По последним слухам, мы вроде бы должны завтра вечером пристать к берегу, где-то между Барселоной и Валенсией. Если бы нам сказали, что это будет Марсель или Эг-Морт, Маон или Алжир[45], мы бы поверили, настолько мы уже потеряли все ориентиры.
Где-то в Средиземном море, 7 мая 1666 года.
Сегодня я перекинулся несколькими словами с капитаном. Ему — сорок, зовут его Центурионе, и я могу прямо написать, что это — сумасшедший!
Я пишу «сумасшедший» не в том смысле, что он неосторожный храбрец, сумасброд или лунатик… Я пишу «сумасшедший» в смысле «сумасшедший». Он верит, что его преследуют крылатые демоны, и думает ускользнуть от них, выбирая дорогу посложнее!
Если бы подобные речи завел со мной какой-нибудь пассажир, матрос, врач или корабельный плотник, я побежал бы к капитану, чтобы тот распорядился заковать его в железа и ссадить на ближайшей остановке. Но что делать, когда сам капитан сошел с ума?
Если бы он еще был буйным, вопящим во всю глотку явным безумцем, мы бы собрались, чтобы обуздать его, и предупредили бы о нем власти первого порта, куда зайдет наш корабль.
Но ничего похожего! Этот человек — тихий сумасшедший, он степенно расхаживает, беседует, спорит, шутит и раздает приказы с начальственной уверенностью.
До сего дня я почти не говорил с ним. Кроме тех двух слов, которыми обменялся с ним в Генуе, на бегу, когда он сказал мне, что корабль чуть было не отчалил без меня. Но сегодня утром он прошел мимо меня, прогуливаясь по палубе; я вежливо поздоровался с ним, и первые его слова были вполне здравы. Как водится между почтенными генуэзцами, мы поговорили сначала о наших семьях, он принялся прочувствованно вспоминать об известном роде Эмбриаччи и прошлом Генуи.

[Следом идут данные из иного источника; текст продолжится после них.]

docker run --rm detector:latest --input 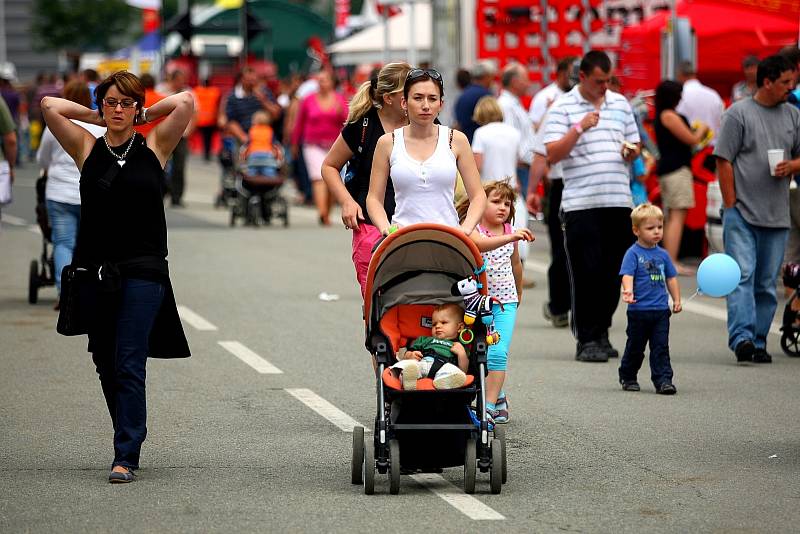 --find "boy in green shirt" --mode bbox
[392,304,469,390]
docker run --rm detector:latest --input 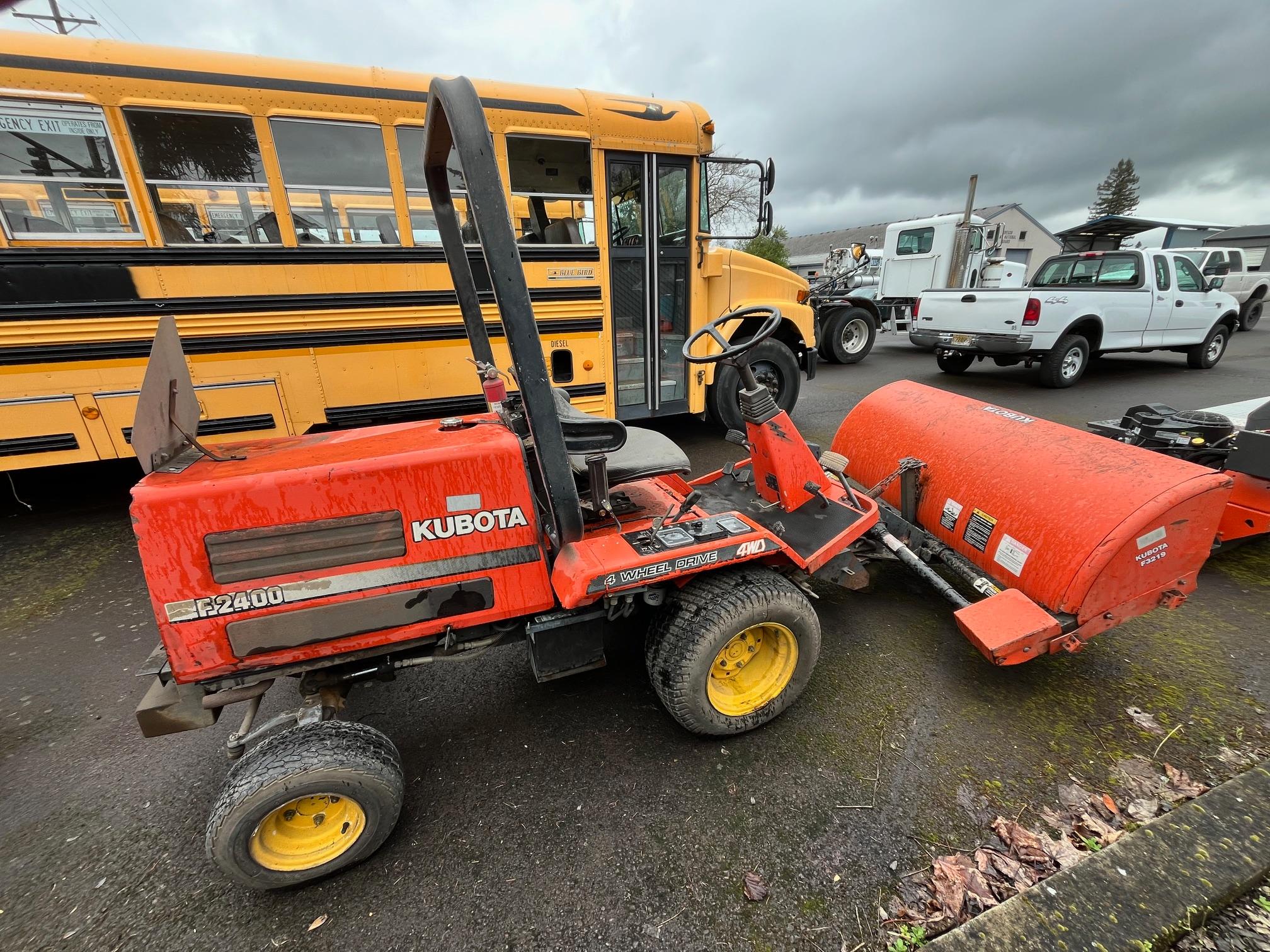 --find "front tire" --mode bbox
[206,721,405,888]
[820,307,878,363]
[706,339,801,430]
[935,350,974,375]
[1240,297,1265,330]
[645,565,820,735]
[1040,334,1090,390]
[1186,324,1231,371]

Я уже начал говорить себе, что все эти слухи, которые ходят на его счет, несправедливы, как вдруг какая-то птица пролетела почти над нашими головами. Ее крик заставил нас поднять глаза, и я заметил, что мой собеседник обеспокоен.
— Что это за птица? — спросил я. — Чайка? Альбатрос?
Капитан ответил, внезапно разволновавшись:
— Это — демон!
Сначала я предположил, что, может, он так клянет эту птицу из-за того, что она способна причинить много вреда. Потом подумал, не прозвали ли так этих птиц моряки.
Однако этот человек продолжал, тревожась все заметнее:
— Они преследуют меня! Где бы я ни был, они везде меня находят! Они никогда не оставят меня в покое!
Ему хватило хлопанья крыльев, чтобы погрузиться в свой безумный бред:
— Вот уже многие годы они преследуют меня по всем морям…
Он говорил уже не со мной, он только брал меня в свидетели этой мрачной беседы с самим собой или со своими демонами.
Несколько секунд спустя он оставил меня, бормоча, что должен отдать приказ о смене курса, чтобы сбить с толку своих преследователей.
Господь Небесный, куда завезет нас этот человек?
Я решил никому не рассказывать о том, что произошло, по крайней мере пока. А впрочем, кому рассказывать? И что сказать? И что делать? Подстрекать к бунту? Посеять на корабле страх, подозрение, мятеж и взять на себя ответственность за кровь, которая может здесь скоро пролиться? Все это слишком серьезно. И даже если мое молчание — не самое смелое решение, мне кажется, я должен ждать, наблюдать и размышлять, сохраняя трезвый рассудок.
К счастью, у меня есть дневник, которому я могу «нашептать» то, о чем вынужден помалкивать.
8 мая.
Сегодня утром я разговорился с пассажиром-венецианцем. Его зовут Джироламо Дурацци. Беседа была краткой, но вежливой. Если бы мой горячо оплакиваемый отец мог прочитать эти строки, я написал бы: «вежливой, но краткой»…
Есть среди нас также и перс, которого все называют вполголоса «принцем». Не знаю, принц ли он, но ведет он себя по-княжески, и за ним неотступно следуют два дородных охранника, зорко посматривая по сторонам: справа налево и слева направо, словно опасаются за его жизнь. Он носит короткую бородку и черный тюрбан, настолько тонкий и плоский, что его можно принять за шелковую повязку. Он ни с кем не разговаривает, даже со своими стражами, довольствуясь тем, что прохаживается по палубе, глядя прямо перед собой, и только иногда останавливается, созерцая небо или горизонт.